FRIEDLEIN laboratory
<Major Research Areas>Supramolecular Science, Interface Physics and Chemistry, Photoelectron Spectroscopy

Electronic structure of supramolecular nanostructures, surfaces and interfaces

Research activity

　　In a rapidly changing information-based society, major technological breakthroughs can be achieved in multidisciplinary fields combining physics, chemistry, biochemistry and electrical engineering. The laboratory aims to establish a research program based on the ultraviolet photoelectron spectroscopy (UPS) of nanostructured, preferentially self-assembled molecular thin film. Electronic processes in such nanostructures can be fundamentally new and might be highly relevant for novel types of organic electronic devices.
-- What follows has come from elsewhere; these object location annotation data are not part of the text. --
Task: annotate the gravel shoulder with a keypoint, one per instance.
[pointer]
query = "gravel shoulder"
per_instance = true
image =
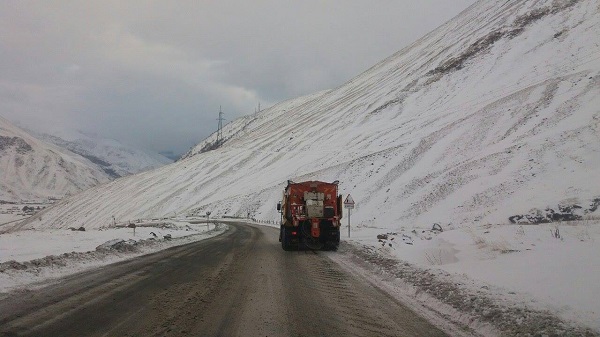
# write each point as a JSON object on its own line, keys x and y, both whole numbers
{"x": 239, "y": 283}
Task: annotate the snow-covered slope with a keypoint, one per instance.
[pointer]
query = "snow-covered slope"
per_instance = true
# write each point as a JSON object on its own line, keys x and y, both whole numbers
{"x": 33, "y": 170}
{"x": 111, "y": 156}
{"x": 492, "y": 114}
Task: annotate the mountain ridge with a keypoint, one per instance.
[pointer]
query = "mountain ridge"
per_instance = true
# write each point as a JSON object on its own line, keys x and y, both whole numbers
{"x": 490, "y": 115}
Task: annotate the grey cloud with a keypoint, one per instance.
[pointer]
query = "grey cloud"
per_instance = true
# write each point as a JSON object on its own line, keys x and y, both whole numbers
{"x": 155, "y": 72}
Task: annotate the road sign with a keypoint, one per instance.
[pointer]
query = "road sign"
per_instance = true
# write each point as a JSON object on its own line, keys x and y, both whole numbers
{"x": 349, "y": 202}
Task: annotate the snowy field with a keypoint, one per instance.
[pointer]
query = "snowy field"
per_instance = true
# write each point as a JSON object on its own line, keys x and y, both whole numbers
{"x": 548, "y": 267}
{"x": 33, "y": 258}
{"x": 13, "y": 212}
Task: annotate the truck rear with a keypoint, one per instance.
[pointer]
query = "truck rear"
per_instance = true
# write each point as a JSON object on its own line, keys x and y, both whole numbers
{"x": 310, "y": 215}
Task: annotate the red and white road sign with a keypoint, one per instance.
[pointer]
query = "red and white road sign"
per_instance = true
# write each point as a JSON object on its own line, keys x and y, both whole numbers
{"x": 349, "y": 202}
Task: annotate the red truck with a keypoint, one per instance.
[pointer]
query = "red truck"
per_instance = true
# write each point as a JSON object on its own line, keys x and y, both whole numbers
{"x": 310, "y": 215}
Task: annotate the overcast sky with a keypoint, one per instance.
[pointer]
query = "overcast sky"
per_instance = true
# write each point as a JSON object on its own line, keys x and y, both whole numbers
{"x": 153, "y": 73}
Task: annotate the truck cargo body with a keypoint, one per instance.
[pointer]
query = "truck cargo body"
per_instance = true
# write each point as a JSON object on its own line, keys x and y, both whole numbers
{"x": 310, "y": 215}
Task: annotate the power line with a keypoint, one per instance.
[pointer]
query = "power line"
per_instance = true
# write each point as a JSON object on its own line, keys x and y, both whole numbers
{"x": 220, "y": 128}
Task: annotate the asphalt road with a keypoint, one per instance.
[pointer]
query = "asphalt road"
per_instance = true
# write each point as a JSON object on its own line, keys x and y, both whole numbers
{"x": 240, "y": 283}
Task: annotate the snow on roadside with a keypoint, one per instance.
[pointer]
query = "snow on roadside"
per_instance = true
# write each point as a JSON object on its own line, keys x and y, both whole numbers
{"x": 517, "y": 278}
{"x": 31, "y": 258}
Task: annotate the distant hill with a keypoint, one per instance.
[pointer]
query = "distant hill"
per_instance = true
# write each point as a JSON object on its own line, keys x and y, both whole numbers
{"x": 490, "y": 115}
{"x": 111, "y": 156}
{"x": 34, "y": 170}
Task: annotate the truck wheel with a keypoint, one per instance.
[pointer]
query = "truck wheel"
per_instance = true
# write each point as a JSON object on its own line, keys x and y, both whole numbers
{"x": 285, "y": 238}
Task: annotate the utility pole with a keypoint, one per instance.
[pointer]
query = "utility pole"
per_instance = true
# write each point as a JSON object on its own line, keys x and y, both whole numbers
{"x": 220, "y": 129}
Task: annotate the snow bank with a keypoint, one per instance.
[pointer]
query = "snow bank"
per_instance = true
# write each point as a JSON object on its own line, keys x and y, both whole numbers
{"x": 30, "y": 258}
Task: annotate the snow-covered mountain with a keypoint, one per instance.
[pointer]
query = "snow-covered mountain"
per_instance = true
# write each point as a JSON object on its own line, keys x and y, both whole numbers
{"x": 34, "y": 170}
{"x": 111, "y": 156}
{"x": 492, "y": 114}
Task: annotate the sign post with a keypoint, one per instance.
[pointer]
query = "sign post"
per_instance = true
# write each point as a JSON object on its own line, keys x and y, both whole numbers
{"x": 349, "y": 205}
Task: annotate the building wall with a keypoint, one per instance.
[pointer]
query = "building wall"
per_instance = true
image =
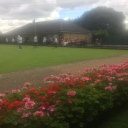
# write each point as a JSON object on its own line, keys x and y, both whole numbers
{"x": 73, "y": 36}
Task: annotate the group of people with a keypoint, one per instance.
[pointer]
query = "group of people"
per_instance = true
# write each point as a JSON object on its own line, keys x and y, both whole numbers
{"x": 19, "y": 40}
{"x": 98, "y": 41}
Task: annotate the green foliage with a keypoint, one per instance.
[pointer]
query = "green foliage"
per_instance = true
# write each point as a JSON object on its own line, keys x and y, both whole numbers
{"x": 103, "y": 18}
{"x": 28, "y": 58}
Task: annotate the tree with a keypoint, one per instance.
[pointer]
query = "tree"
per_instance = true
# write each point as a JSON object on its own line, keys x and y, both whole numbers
{"x": 102, "y": 18}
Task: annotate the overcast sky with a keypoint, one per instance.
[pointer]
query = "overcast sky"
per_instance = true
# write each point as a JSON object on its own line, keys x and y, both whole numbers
{"x": 15, "y": 13}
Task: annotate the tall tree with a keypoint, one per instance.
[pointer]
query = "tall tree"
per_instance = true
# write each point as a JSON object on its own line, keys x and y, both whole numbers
{"x": 103, "y": 18}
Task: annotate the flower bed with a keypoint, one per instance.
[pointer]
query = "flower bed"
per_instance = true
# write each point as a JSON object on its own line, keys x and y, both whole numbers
{"x": 68, "y": 101}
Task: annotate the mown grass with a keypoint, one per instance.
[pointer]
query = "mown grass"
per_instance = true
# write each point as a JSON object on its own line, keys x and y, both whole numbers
{"x": 118, "y": 121}
{"x": 13, "y": 59}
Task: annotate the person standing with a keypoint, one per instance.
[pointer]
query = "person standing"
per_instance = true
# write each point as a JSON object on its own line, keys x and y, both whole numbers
{"x": 44, "y": 40}
{"x": 55, "y": 42}
{"x": 13, "y": 40}
{"x": 6, "y": 40}
{"x": 35, "y": 42}
{"x": 19, "y": 42}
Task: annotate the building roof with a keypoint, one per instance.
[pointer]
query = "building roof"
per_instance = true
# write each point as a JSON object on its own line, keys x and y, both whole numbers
{"x": 53, "y": 26}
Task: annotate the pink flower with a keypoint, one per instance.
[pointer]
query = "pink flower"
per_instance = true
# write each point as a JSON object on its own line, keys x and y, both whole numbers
{"x": 58, "y": 101}
{"x": 51, "y": 108}
{"x": 29, "y": 104}
{"x": 108, "y": 88}
{"x": 70, "y": 101}
{"x": 18, "y": 90}
{"x": 71, "y": 93}
{"x": 20, "y": 109}
{"x": 85, "y": 78}
{"x": 27, "y": 84}
{"x": 114, "y": 87}
{"x": 2, "y": 94}
{"x": 6, "y": 92}
{"x": 110, "y": 84}
{"x": 27, "y": 98}
{"x": 92, "y": 84}
{"x": 38, "y": 113}
{"x": 14, "y": 91}
{"x": 43, "y": 107}
{"x": 1, "y": 100}
{"x": 26, "y": 115}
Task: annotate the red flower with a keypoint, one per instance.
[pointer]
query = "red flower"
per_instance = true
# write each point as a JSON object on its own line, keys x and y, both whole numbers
{"x": 14, "y": 105}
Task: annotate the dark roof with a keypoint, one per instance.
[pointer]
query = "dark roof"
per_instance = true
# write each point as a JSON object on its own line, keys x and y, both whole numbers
{"x": 53, "y": 26}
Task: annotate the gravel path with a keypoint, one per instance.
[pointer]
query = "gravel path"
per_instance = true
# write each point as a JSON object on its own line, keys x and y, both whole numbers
{"x": 15, "y": 80}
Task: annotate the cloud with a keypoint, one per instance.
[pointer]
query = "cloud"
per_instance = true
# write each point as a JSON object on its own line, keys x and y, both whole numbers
{"x": 14, "y": 13}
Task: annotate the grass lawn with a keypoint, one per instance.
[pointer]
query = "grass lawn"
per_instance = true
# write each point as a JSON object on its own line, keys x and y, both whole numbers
{"x": 13, "y": 59}
{"x": 119, "y": 121}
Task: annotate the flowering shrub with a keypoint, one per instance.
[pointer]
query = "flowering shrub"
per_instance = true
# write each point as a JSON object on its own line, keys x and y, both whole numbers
{"x": 68, "y": 100}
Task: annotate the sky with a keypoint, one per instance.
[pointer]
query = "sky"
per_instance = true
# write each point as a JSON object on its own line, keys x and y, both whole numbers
{"x": 16, "y": 13}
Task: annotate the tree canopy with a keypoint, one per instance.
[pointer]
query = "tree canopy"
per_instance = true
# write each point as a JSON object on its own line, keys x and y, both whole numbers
{"x": 102, "y": 18}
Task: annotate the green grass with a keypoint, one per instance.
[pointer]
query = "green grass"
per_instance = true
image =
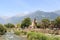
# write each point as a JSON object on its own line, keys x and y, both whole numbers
{"x": 40, "y": 36}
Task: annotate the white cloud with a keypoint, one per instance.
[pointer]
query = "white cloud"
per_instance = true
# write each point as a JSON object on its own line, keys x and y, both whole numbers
{"x": 22, "y": 14}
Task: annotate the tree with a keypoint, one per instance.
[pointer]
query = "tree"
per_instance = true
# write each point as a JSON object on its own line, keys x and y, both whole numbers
{"x": 26, "y": 22}
{"x": 45, "y": 23}
{"x": 9, "y": 25}
{"x": 18, "y": 25}
{"x": 2, "y": 29}
{"x": 57, "y": 22}
{"x": 52, "y": 24}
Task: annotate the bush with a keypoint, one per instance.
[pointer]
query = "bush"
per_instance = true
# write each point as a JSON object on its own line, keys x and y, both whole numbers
{"x": 40, "y": 36}
{"x": 2, "y": 29}
{"x": 17, "y": 32}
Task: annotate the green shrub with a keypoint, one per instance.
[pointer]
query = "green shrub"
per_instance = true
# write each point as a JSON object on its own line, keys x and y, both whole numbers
{"x": 17, "y": 32}
{"x": 40, "y": 36}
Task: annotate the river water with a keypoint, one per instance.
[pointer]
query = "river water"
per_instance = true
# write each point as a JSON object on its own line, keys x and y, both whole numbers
{"x": 11, "y": 36}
Insight into both the dynamic properties of charge carriers, and into the electronic structure of the material itself shall be obtained using advanced photoelectron spectroscopic techniques bridging the gap between the molecular chemical design and the functioning of devices.

1Organic supramolecular nanostructures

　　Electronic properties of highly-ordered, thin films of nanostructured, preferentially self-assembled molecular multilayer on inorganic and flexible organic surfaces shall be investigated by high-resolution and angle-resolved UPS. Molecules are selected due to their relevance for organic or organic/semiconductor hybrid electronic device applications, because newly synthesized (aromatic) molecules might have potentially special electronic functions or provide a unique aggregation state (e.g. liquid crystalline), or because model systems for the study of fundamental properties can be realized.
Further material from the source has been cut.